Nephantis

Scientific classification
- Kingdom: Animalia
- Phylum: Arthropoda
- Class: Insecta
- Order: Lepidoptera
- Family: Autostichidae
- Subfamily: Autostichinae
- Genus: Nephantis Meyrick, 1905
- Species: N. serinopa
- Binomial name: Nephantis serinopa Meyrick, 1905

= Nephantis =

- Authority: Meyrick, 1905
- Parent authority: Meyrick, 1905

Genus of moths

Nephantis serinopa is the only species within the genus Nephantis. N. serinopa is found in Sri Lanka.
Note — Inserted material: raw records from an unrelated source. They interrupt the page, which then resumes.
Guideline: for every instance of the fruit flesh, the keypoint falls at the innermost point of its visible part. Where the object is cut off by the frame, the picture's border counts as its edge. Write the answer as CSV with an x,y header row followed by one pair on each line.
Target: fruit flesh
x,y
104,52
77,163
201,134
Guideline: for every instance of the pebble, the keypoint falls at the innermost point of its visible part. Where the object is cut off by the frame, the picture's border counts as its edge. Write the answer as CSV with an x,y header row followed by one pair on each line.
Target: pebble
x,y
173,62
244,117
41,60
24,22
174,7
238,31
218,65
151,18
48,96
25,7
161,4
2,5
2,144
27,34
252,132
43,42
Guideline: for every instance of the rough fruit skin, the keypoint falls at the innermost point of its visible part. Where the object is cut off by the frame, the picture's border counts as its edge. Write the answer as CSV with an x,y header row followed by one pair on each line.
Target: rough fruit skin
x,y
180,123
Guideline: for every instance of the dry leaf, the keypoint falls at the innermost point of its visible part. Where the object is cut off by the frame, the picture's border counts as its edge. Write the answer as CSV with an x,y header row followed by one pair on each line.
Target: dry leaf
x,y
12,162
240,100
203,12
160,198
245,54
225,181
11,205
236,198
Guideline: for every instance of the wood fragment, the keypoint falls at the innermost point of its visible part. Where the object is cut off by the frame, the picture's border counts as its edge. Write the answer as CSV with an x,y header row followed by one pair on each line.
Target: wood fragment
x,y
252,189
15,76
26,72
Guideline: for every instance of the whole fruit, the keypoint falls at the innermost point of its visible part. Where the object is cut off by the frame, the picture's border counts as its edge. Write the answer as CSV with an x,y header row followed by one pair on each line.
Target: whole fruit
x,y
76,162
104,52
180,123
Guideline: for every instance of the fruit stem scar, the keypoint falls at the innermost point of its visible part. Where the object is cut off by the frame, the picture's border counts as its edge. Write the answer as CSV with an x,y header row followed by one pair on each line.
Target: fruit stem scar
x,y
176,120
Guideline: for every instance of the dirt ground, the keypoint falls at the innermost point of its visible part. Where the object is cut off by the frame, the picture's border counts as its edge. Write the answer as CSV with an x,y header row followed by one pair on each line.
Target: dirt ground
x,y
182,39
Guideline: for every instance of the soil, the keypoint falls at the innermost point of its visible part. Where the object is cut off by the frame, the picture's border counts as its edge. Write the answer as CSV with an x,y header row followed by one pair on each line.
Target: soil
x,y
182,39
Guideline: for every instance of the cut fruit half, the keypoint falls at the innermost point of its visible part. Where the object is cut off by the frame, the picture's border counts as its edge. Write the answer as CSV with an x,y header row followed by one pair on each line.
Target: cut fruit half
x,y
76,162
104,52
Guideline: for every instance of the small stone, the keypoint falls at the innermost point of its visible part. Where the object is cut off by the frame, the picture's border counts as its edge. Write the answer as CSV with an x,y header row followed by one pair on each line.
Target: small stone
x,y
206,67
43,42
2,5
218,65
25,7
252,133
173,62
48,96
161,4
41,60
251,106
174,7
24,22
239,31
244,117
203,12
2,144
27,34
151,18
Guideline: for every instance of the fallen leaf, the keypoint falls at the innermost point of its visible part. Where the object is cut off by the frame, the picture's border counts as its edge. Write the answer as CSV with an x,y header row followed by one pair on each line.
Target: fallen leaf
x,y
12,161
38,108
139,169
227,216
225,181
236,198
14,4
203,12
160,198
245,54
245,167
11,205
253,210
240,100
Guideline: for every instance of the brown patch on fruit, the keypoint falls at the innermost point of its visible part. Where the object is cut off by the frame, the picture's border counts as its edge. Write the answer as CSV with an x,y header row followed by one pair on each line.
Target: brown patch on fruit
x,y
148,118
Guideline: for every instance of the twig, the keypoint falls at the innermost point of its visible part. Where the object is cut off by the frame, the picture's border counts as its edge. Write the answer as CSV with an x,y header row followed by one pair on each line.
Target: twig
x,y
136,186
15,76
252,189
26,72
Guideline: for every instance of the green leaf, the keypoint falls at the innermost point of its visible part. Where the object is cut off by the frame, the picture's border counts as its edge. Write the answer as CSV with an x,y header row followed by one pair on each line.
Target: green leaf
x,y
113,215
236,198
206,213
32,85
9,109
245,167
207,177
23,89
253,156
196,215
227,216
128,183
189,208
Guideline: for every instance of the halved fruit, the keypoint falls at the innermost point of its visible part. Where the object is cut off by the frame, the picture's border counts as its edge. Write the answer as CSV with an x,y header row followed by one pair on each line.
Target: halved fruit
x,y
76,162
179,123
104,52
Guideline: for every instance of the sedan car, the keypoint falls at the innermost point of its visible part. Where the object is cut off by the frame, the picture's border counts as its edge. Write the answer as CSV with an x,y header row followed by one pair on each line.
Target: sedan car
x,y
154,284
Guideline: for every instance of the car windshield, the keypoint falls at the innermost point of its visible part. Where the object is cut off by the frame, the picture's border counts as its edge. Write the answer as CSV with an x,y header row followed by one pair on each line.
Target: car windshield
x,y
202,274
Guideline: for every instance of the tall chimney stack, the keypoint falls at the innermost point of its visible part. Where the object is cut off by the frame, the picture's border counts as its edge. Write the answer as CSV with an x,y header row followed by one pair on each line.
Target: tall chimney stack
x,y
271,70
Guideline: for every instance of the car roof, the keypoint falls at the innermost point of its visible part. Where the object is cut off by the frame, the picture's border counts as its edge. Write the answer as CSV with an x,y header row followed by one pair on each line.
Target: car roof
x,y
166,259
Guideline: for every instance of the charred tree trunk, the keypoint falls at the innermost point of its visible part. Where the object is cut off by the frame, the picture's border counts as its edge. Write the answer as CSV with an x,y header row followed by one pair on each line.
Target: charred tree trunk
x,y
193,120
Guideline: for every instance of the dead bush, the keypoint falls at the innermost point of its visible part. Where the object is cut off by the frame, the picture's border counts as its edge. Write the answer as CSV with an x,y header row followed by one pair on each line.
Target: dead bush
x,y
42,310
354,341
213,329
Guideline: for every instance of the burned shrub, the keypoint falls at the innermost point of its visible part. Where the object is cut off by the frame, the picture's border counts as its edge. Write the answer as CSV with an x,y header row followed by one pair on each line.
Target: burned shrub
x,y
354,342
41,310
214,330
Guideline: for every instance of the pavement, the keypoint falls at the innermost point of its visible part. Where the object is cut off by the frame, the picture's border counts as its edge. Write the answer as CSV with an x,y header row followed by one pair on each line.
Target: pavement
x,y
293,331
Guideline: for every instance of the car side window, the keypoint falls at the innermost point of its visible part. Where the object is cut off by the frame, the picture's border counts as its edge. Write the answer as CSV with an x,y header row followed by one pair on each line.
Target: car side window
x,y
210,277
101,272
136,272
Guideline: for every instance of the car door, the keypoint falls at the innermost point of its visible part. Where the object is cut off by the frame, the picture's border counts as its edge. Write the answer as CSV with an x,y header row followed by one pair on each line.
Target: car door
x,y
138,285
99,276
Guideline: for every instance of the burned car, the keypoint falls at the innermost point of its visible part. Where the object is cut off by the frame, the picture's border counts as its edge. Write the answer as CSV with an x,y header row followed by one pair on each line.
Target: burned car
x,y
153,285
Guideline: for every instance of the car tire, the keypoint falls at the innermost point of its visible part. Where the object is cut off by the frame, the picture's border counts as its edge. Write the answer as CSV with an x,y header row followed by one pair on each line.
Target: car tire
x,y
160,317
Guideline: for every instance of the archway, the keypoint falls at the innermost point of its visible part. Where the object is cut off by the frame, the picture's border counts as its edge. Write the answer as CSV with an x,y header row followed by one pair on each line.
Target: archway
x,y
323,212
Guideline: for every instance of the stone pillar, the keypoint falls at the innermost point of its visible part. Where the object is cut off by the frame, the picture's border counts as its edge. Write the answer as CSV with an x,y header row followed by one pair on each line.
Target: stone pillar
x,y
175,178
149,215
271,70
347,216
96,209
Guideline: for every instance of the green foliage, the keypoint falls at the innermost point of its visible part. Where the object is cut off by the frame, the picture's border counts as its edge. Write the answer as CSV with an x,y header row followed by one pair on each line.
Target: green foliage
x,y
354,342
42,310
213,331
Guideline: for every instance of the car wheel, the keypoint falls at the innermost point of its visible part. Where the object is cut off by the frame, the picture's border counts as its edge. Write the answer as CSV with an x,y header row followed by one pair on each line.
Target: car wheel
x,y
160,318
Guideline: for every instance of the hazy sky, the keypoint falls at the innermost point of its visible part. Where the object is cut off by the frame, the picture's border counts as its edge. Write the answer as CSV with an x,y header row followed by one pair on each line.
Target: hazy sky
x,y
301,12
The wingspan is 20–28 mm. The forewings are pale greyish-ochreous, with some fine scattered blackish scales and with the extreme costal edge whitish. The first discal stigma is raised, dark fuscous, the plical and second discal indistinct, indicated by two or three dark fuscous scales, the plical obliquely before the first discal. In males, a bare whitish-ochreous patch is found towards the dorsum near the base. The hindwings are whitish ochreous tinged with fuscous.

The larvae conceal themselves beneath galleries of web and excreta on the under-surface of the leaves of coconut palm. In bad attacks, the palm fronds are completely skeletonized.